A recent study by Dr Gorana Krstic from the University of Belgrade found that income inequality in Serbia was “among the highest in Southeast Europe, and higher than in EU countries.”

According to a survey conducted by the Srbija 21 think tank, more than 22 percent of Serbs want to leave the country in search of a better future.

People are joining the protests “because of the mounting social problems, the underlying dissatisfaction with austerity politics, as well as with the authoritarian nature of the current regime,” added Atanasovski

The Serbian government’s reaction to the protests has been largely muted. Vucic’s government has affirmed the rights of protesters to peacefully protest and has tested the opposition by proposing snap elections, confident that he could win them, and which the opposition has said it would boycott.

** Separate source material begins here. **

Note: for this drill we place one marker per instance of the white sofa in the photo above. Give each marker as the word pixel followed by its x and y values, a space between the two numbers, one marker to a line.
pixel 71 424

“The content of the protests is reduced to ‘apolitical statements’ and most of the speakers are actors and similar non-controversial public figures. The demands of the protests are reduced to ending political violence and equal representation of opposition parties on public state television,” said Atanasovski.

The aim of the protests should be to “encourage workers to join protests and bring their demands addressing realities of Serbian society,” including growing inequality, added Atanasovski.

Nemanja Pantovic, a student and an active member in the youth-workers collective “7 zahteva,” the Student Movement of Novi Sad, is part of the “left bloc” in the protests and is not surprised at the government’s wait-and-see approach.

Speaking to TRT World Pantovic said, “The lack of oppression from the police and infiltrated provocateurs, fulfilment of the main demand of the protests and an almost cynical political endorsement of the protests coming from the head of state show that the protests don’t threaten the regime in any way.”

During his time in power Vucic has increasingly centralised power within Serbia while receiving support from the EU and drawing closer to Russia.

Vucic’s SNS party has a membership of more than 700,000, and Pantovic says, “To have a job, even as a janitor, means that you have to be a party member and your only duty, if you want to keep out of politics, is to vote for the party and occasionally attend a rally.”

Scepticism abounds towards the traditional political parties involved in the protests. There is a feeling that parties are interested in primarily attaining power but would continue the policies of “privatization, EU accession and Kosovo as a part of Serbia,” which would not “endanger the profits of foreign and domestic capitalists and local feudalists that hold positions in the power structure,” added Pantovic,

“I doubt that they have the vision, courage and political instincts to make anything out of the gathering that are taking place,” said Pantovic.